The Indian fitness industry has grown steadily over the last couple of years. Several studies of the Indian retail fitness services market estimated that there are approximately six million active users in the country. These users are spending in the range of $350 to $400 on fitness services annually, making this industry a $2.6 billion market.
However, the scenario was different until a few years ago. The fitness industry in India was unorganized and fragmented, with access to top-of-the-line fitness offerings mostly restricted to urban areas. In addition to this, many of these services were heavy on the pocket, especially for the Indian middle-class.
This began changing considerably when the fitness industry embraced technology. A clear push towards digital transformation is visible towards making fitness more accessible, affordable and personalized. Entry of organized players in the market, rapid urbanization, deep smartphone and internet penetration, and high disposable incomes have given further impetus to digital adoption in Indian fitness industry.
Pandemic-induced rapid digital adoption
While the fitness industry was inching towards digital adoption, the pace was rather sluggish. However, everything changed with the pandemic and nationwide lockdown. Temporary closing of gyms disrupted the liquidity of many fitness businesses in India, making it imperative for them to accelerate digital transition. Many gyms and fitness studio chains, which were largely physical and on-ground centres, took their entire gamut of services online.
This was not only a necessity to stay relevant but also to survive. Virtual workout sessions, nutrition consultations and personal trainings, among others became the new normal. To top it, people are increasingly becoming comfortable with working out within the comfort of their homes.
Wearables and apps on the move
Technology has permeated the fitness industry in many ways. One of them is wearables. The Indian wearable market registered 11.8 million units shipment in 3Q20, clocking 165.1% year-over-year (YoY) growth, according to IDC’s Worldwide Quarterly Wearable Device Tracker. For many, wearables are the intersection between fitness and technology.
In reality, they are just the tip of the iceberg. The active role of gadgets in fitness is diminishing the boundaries of gym and workouts at home. These devices count steps, heart rate and calories burnt, enabling fitness beginners and professionals to track and access health-related data.
Similarly, demand for AI-powered health, nutrition, and fitness apps have increased substantially. Fitness app downloads have seen a 45% surge globally and 10% on consumer spends between March 22-28. As per a report, the app revenue is estimated to grow $727 million by 2024. With technology, fitness offerings are becoming easily accessible to a larger consumer base at their fingertips.

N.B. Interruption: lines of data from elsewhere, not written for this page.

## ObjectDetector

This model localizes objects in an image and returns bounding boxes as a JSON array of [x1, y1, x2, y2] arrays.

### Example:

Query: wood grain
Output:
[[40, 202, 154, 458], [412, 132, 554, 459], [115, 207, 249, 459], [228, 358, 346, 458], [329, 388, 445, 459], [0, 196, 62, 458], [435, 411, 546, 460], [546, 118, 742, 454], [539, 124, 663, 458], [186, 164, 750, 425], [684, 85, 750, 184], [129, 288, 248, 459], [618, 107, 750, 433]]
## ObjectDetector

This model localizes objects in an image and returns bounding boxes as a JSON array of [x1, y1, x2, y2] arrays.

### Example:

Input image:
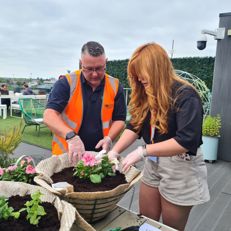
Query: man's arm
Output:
[[43, 108, 72, 139], [108, 120, 125, 141]]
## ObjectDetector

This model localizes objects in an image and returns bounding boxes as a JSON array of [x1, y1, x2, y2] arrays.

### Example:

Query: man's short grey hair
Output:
[[81, 41, 105, 57]]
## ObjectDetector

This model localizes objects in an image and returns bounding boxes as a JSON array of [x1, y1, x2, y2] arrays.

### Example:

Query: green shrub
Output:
[[202, 115, 221, 137]]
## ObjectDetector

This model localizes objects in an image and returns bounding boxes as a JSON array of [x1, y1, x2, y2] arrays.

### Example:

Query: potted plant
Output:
[[202, 115, 221, 163], [0, 181, 93, 231], [34, 152, 141, 223]]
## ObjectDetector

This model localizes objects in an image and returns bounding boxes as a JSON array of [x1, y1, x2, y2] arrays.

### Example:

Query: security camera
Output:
[[197, 27, 225, 50], [197, 35, 207, 50]]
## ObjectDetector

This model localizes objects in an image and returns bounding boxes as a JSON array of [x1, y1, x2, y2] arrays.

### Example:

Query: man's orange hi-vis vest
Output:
[[52, 70, 119, 155]]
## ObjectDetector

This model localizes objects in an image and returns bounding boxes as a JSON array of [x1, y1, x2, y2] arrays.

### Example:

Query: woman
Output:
[[108, 43, 209, 230]]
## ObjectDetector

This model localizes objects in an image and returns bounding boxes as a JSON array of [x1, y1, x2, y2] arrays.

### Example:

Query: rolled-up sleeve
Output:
[[174, 93, 203, 155], [46, 78, 70, 113]]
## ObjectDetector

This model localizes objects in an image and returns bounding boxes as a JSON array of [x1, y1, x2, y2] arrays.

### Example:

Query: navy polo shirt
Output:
[[127, 83, 203, 155], [47, 74, 126, 151]]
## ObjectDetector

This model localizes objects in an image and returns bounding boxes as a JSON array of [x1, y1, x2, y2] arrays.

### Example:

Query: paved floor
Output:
[[14, 141, 231, 231]]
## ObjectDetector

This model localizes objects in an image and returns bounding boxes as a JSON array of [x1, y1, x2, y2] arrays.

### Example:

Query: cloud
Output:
[[0, 0, 230, 78]]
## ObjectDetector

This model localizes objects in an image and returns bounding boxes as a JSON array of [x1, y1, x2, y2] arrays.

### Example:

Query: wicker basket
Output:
[[0, 181, 95, 231], [34, 154, 141, 223]]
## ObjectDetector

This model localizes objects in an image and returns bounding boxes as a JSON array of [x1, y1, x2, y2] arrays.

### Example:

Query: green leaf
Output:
[[90, 174, 101, 184]]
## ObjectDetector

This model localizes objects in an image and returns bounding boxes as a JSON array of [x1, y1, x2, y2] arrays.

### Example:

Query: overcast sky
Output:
[[0, 0, 231, 78]]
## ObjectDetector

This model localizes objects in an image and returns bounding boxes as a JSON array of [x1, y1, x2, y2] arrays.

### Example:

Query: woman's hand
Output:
[[122, 146, 146, 172]]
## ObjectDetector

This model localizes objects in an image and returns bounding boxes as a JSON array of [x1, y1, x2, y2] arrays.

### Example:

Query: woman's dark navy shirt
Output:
[[47, 75, 126, 151], [127, 83, 203, 155]]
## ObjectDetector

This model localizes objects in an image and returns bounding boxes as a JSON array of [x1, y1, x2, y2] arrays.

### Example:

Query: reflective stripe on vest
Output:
[[52, 70, 119, 155]]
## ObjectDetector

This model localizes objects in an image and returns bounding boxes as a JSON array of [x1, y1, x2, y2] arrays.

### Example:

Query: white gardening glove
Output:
[[67, 135, 85, 165], [107, 150, 119, 160], [95, 136, 112, 152], [122, 146, 147, 173]]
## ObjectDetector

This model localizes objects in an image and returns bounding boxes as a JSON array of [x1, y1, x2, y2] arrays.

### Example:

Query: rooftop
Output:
[[11, 141, 231, 231]]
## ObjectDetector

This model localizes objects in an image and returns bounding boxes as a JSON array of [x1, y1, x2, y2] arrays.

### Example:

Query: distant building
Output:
[[33, 83, 54, 95]]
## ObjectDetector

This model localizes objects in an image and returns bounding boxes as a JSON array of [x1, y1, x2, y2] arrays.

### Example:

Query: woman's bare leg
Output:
[[161, 196, 192, 231], [139, 182, 161, 221]]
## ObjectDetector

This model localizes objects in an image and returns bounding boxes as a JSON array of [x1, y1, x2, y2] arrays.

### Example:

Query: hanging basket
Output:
[[0, 181, 95, 231], [34, 153, 141, 223]]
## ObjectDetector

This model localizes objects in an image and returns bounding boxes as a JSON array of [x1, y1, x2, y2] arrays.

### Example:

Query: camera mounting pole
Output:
[[201, 27, 225, 40]]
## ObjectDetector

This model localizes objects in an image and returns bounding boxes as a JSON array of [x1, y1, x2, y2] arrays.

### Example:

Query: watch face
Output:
[[66, 131, 76, 140]]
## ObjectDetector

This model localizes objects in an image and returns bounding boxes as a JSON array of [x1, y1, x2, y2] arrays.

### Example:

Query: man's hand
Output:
[[95, 136, 112, 152], [67, 135, 85, 164], [107, 150, 119, 160], [122, 146, 145, 172]]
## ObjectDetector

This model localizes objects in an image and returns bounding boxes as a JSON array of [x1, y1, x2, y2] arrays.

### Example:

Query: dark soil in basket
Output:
[[0, 195, 60, 231], [51, 167, 127, 192]]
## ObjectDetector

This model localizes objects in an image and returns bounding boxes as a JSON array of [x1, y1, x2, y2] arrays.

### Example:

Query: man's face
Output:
[[80, 54, 107, 89]]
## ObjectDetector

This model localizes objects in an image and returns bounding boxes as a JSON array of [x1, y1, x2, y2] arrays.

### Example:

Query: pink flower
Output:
[[7, 165, 17, 172], [82, 152, 96, 167], [20, 160, 26, 166], [0, 168, 4, 176], [26, 157, 33, 164], [26, 164, 36, 174]]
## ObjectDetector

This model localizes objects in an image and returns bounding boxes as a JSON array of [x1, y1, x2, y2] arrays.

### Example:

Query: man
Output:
[[44, 42, 126, 162]]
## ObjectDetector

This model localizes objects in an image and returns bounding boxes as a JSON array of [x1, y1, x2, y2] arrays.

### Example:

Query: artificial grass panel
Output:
[[0, 116, 52, 150]]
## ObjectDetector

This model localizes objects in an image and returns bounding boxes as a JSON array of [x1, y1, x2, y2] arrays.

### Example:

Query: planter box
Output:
[[34, 153, 141, 223], [201, 136, 219, 162]]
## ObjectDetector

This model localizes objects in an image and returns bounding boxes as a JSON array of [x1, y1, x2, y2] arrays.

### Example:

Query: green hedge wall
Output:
[[107, 57, 215, 90]]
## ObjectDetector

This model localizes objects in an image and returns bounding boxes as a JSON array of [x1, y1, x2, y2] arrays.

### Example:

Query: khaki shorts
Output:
[[142, 148, 210, 206]]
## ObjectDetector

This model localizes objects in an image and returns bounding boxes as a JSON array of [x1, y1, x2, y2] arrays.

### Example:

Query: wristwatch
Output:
[[65, 131, 76, 140]]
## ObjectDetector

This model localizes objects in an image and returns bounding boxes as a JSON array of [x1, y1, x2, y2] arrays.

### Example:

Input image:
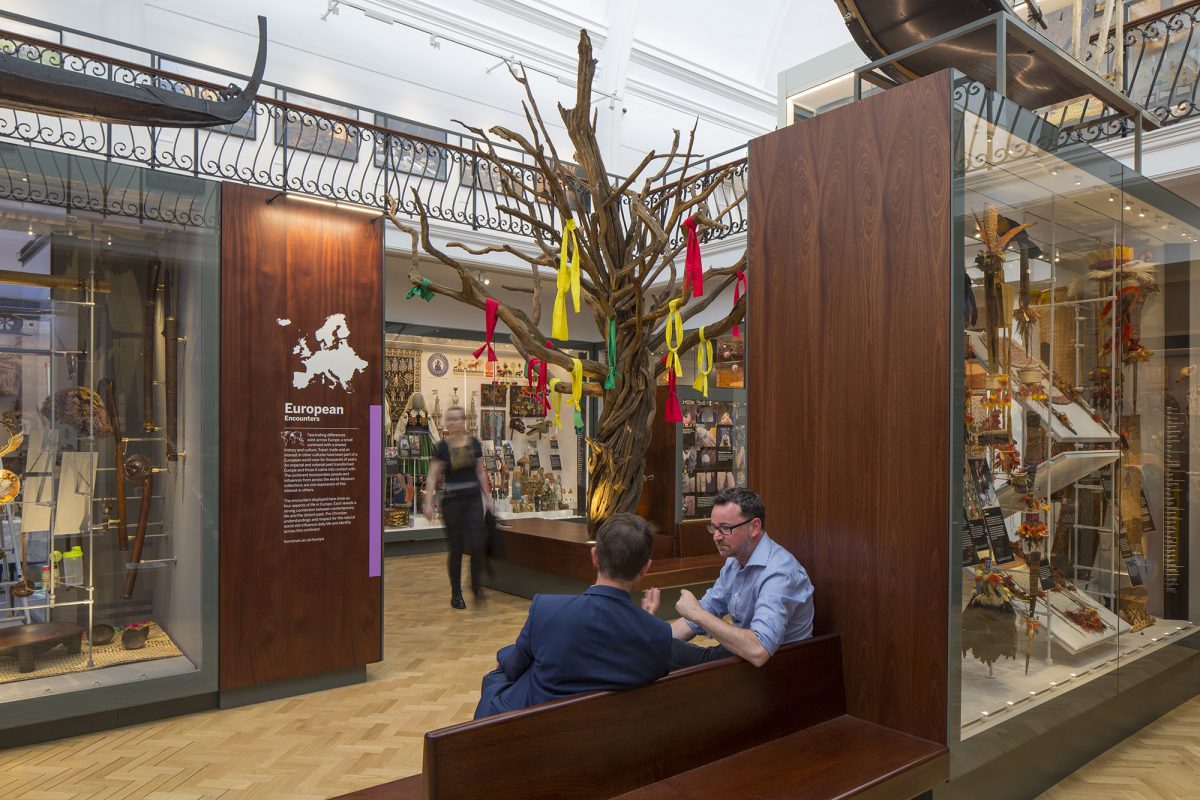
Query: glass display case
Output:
[[0, 140, 220, 727], [383, 333, 588, 533], [950, 77, 1200, 740]]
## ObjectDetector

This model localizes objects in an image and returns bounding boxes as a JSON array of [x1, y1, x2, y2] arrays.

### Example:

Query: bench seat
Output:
[[328, 634, 948, 800], [619, 716, 949, 800]]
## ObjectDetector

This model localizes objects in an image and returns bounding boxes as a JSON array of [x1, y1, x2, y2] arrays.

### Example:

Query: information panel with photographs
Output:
[[683, 401, 746, 519]]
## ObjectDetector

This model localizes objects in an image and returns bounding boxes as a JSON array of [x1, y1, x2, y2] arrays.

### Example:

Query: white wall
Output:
[[5, 0, 796, 173]]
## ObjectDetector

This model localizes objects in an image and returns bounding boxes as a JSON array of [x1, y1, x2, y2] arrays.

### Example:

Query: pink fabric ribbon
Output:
[[662, 356, 683, 422], [733, 270, 749, 338], [683, 217, 704, 297], [475, 297, 500, 361], [526, 357, 550, 416]]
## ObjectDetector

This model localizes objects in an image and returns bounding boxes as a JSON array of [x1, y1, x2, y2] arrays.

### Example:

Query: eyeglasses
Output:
[[708, 517, 758, 536]]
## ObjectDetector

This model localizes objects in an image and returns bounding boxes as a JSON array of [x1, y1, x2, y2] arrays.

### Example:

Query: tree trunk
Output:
[[588, 355, 655, 529]]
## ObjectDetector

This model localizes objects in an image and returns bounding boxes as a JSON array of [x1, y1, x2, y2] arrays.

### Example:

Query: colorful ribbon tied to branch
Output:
[[571, 359, 583, 433], [662, 369, 683, 422], [550, 219, 582, 342], [733, 270, 746, 338], [664, 299, 683, 378], [475, 297, 500, 361], [691, 325, 713, 397], [550, 378, 563, 431], [604, 317, 620, 389], [404, 278, 433, 302], [683, 217, 704, 297], [526, 359, 550, 416]]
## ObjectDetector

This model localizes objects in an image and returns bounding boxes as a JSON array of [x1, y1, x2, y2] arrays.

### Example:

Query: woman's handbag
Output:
[[484, 511, 508, 559]]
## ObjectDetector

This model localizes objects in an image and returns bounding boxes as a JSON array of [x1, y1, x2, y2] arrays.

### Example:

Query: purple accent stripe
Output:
[[367, 405, 383, 578]]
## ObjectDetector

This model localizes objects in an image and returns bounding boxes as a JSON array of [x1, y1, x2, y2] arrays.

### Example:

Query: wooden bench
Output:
[[331, 634, 949, 800]]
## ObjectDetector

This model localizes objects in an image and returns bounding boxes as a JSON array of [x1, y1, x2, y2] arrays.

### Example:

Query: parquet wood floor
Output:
[[0, 554, 1200, 800], [1038, 697, 1200, 800], [0, 554, 529, 800]]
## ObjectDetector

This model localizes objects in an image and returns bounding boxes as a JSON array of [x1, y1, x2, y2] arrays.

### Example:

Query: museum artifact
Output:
[[142, 257, 162, 432], [121, 622, 150, 650], [100, 378, 130, 551], [386, 31, 746, 525], [834, 0, 1124, 108], [0, 17, 266, 127], [162, 269, 179, 461], [121, 456, 154, 600], [0, 622, 83, 673], [962, 566, 1016, 669], [0, 469, 20, 505], [42, 386, 113, 439], [88, 622, 116, 646]]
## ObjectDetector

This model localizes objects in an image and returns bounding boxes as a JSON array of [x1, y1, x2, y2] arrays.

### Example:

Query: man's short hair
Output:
[[596, 513, 654, 581], [713, 486, 767, 525]]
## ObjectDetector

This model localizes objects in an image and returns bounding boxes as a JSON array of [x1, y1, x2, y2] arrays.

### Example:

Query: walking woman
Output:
[[425, 405, 492, 608]]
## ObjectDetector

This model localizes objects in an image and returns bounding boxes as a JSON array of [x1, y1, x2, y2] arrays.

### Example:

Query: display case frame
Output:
[[748, 65, 1200, 800], [0, 145, 220, 746], [948, 73, 1200, 777]]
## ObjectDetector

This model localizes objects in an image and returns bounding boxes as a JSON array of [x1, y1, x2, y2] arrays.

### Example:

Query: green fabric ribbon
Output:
[[604, 317, 618, 389], [404, 278, 433, 302]]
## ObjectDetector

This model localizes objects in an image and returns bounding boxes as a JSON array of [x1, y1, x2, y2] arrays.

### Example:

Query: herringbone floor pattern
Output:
[[1038, 697, 1200, 800], [0, 555, 1200, 800], [0, 555, 529, 800]]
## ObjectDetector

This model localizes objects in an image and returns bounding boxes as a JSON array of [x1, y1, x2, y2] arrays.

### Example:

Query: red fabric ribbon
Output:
[[733, 270, 750, 338], [683, 217, 704, 297], [662, 356, 683, 422], [475, 297, 500, 361]]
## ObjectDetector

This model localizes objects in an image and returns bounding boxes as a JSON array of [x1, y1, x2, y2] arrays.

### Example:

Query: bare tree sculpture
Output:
[[386, 31, 746, 524]]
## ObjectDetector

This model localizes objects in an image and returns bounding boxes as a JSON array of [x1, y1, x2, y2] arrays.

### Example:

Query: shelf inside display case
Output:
[[996, 450, 1121, 517]]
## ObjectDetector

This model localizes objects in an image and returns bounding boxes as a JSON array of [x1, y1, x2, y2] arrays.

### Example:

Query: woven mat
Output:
[[0, 624, 184, 684]]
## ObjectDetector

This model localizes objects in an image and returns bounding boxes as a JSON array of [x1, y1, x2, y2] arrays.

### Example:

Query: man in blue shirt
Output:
[[475, 513, 674, 720], [642, 488, 812, 669]]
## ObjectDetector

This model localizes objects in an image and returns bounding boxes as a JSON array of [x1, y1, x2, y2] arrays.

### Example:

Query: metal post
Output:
[[996, 14, 1008, 97], [1133, 113, 1145, 175]]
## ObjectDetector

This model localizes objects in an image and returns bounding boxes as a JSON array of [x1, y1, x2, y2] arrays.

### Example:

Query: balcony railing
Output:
[[7, 2, 1200, 240], [0, 14, 745, 244]]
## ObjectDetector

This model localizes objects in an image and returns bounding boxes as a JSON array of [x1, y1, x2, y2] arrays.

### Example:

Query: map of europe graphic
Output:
[[285, 314, 367, 392]]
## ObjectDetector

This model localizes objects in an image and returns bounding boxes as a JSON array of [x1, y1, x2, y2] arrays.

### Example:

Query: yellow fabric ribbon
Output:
[[571, 359, 583, 433], [550, 218, 582, 342], [547, 376, 563, 431], [691, 325, 713, 397], [665, 297, 683, 378]]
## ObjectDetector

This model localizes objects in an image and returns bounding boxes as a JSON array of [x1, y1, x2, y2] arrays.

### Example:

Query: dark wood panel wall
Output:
[[748, 73, 960, 742], [221, 184, 383, 690]]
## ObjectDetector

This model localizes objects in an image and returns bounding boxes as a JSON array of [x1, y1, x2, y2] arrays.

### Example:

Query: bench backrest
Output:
[[424, 634, 846, 800]]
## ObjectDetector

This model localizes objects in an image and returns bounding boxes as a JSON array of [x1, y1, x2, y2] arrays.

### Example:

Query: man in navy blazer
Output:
[[475, 513, 671, 720]]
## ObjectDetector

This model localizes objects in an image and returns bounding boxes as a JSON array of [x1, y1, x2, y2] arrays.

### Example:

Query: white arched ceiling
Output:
[[5, 0, 848, 173]]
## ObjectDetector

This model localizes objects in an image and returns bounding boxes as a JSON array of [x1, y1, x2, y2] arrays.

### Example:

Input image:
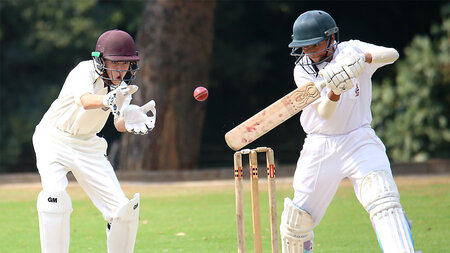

Millennials drive health and fitness consumption
Today, more and more people are becoming proactive, rather than reactive, about their health. In fact, owing to the physical and psychological implications of COVID-19, the importance of overall well-being has grown manifold. This trend is more prominent amongst the millennial population.
A report by Deloitte India and Retailers Association of India states that at 426 million, India has the largest millennial population in the world. They form at least 50% of the Indian workforce and are considered the drivers of consumer market.
Further, millennials are the most health-conscious people in India and spend a sizeable amount of their time on digital platforms. Availability of digital health and fitness services accelerates their consumption amongst millennials.
Strong Social Communities
With social media, the way fitness industry interacts with its audience is also changing. Developing strong social communities is making a difference for fitness players. These communities bring together like-minded individuals or fitness enthusiasts who help, encourage and motivate one another in their fitness journey.
Such communities allow fitness brands to become thought leaders by educating the members and enabling them to share this knowledge with others. Often, these members end up becoming an extension of the brand and attracting new customers.
For instance, Fittr is a community-driven online platform that helps people achieve their fitness goals. Today, it has built a strong social community of over 850,000 members, with many of them becoming Fittr’s customers with zero customer acquisition costs.
New Business Models
The new normal has pushed the boundaries of fitness industry. It expected that new business models will emerge, which is likely to be an amalgamation of physical and digital offerings. According to a report by Allied Market Research, the global online fitness market size was valued at $6,046 million in 2019 and is projected to reach $59,231 million by 2027, growing at a CAGR of 33.1% from 2020 to 2027.
The report mentions that Asia-Pacific region is expected to experience the highest growth rate. Additionally, the health and wellness apps offering on-demand fitness classes and live streaming are considered to be a cost-effective solution.
Technology has indeed become a facilitator for the fitness industry. It enables it to offer tailor-made solutions, enhancing the overall customer experience and satisfaction.